Contact: Kim Ellis – 304 854 7372
Email: news@climategroundzero.org
Note: For more info, see www.mountainjustice.org,www.climategroundzero.org,www.ilovemountains.org

“Coal River Mountain that was the last mountain around here that hasn’t been touched and they could’ve been used it for windmills…But Massey wants to get that coal. It seems like they just don’t care about the populace. Just the land and their checkbook.” - Richard Bradford
MARFORK, W.Va. – Protestors associated with Climate Ground Zero and Mountain Justice halted blasting on Coal River Mountain today with a three-person tree-sit. David Aaron Smith, 23, Amber Nitchman, 19 and Eric Blevins, 28 are on platforms approximately 60 feet up two tulip poplars and an oak tree. The mountain has become a rallying point for local activists, representing for many the cleaner, more sustainable possibilities of wind energy. Their banners state: “EPA Stop the Blasting”, “Windmills Not Toxic Spills”, and “Save Coal River Mountain.”

The sitters are calling for the EPA to protect American air and water by putting an end to mountaintop removal and encouraging the development of clean energy production in central Appalachia. The lack of EPA enforcement combined with Dr. Margaret Palmer’s findings, published in Science Magazine's January issue, that “Considering environmental impacts of MTM/VF[mountaintop mining/valley fill], in combination with evidence that the health of people living in surface-mining regions of the central Appalachians is compromised by mining activities, we conclude that MTM/VF permits should not be granted,” encouraged Joshua Graupera, a member of the support team, to take part in this action.
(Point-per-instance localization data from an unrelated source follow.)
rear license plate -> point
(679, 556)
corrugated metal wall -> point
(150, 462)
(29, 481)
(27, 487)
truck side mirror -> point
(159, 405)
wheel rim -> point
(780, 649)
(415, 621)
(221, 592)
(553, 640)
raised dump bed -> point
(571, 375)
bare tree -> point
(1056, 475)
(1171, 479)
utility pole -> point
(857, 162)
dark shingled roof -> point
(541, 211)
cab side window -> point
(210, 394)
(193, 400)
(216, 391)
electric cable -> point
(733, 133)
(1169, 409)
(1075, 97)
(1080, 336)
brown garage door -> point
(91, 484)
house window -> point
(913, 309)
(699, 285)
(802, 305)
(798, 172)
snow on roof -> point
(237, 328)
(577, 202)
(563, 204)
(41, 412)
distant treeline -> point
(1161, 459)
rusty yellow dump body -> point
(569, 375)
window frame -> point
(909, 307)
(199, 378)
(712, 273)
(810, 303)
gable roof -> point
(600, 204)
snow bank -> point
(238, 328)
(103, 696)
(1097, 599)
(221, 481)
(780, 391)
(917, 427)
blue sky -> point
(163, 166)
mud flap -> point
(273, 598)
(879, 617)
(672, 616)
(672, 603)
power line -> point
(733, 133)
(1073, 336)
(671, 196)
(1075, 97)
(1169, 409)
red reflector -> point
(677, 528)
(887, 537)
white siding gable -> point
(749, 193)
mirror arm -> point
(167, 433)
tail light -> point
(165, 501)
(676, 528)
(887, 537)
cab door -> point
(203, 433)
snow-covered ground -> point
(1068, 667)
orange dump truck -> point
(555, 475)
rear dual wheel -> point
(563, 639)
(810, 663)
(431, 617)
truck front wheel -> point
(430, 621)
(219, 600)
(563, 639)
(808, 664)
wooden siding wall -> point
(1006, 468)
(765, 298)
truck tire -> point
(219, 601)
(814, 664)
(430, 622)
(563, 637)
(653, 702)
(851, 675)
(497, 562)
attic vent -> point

He said, “I knew that until I took an active role in the struggle to end MTR, I was passively condoning the poisoning and displacement of countless communities.”

Massey Energy’s blasting on the Bee Tree Strip Mine threatens both the possibility of wind power on Coal River Mountain and the foundations of the nearby Brushy Fork Impoundment. “The government has given them [Massey Energy] permission to blast next to a dam full of toxic coal waste that will kill 998 people if it fails,” said Blevins, who works with Mountain Justice. The Brushy Fork Impoundment, permitted to contain over nine billion gallons of toxic coal waste, lies on a honeycomb of abandoned deep mines. If the foundation collapses the coal slurry will blow out from all sides of Coal River Mountain, harming communities in the mountain’s periphery, as occurred at Massey’s Big Branch Slurry Impoundment in Kentucky.

“Brushy Fork sludge dam places the downstream communities in imminent danger. The threat of being inundated by a wall of toxic sludge is always present. Blasting next to this dam increases the risk as well as destroying the opportunity for renewable wind energy,” said Coal River Mountain Watch's Vernon Haltom. According to the Coal River Wind Project the wind energy produced by a turbine farm on Coal River Mountain could power 70,000 homes, provide permanent jobs for local residents and annually bring over a million more dollars in tax revenue to Raleigh County than coal currently does. The sitters plan to remain in the trees as long as it takes to stop blasting on Coal River Mountain. Climate Ground Zero's action campaign, begun in February of last year, has kept up a sustained series of direct actions since that time, continuing the decades-long resistance of dedicated individuals and groups like Mountain Justice to strip mining in Appalachia.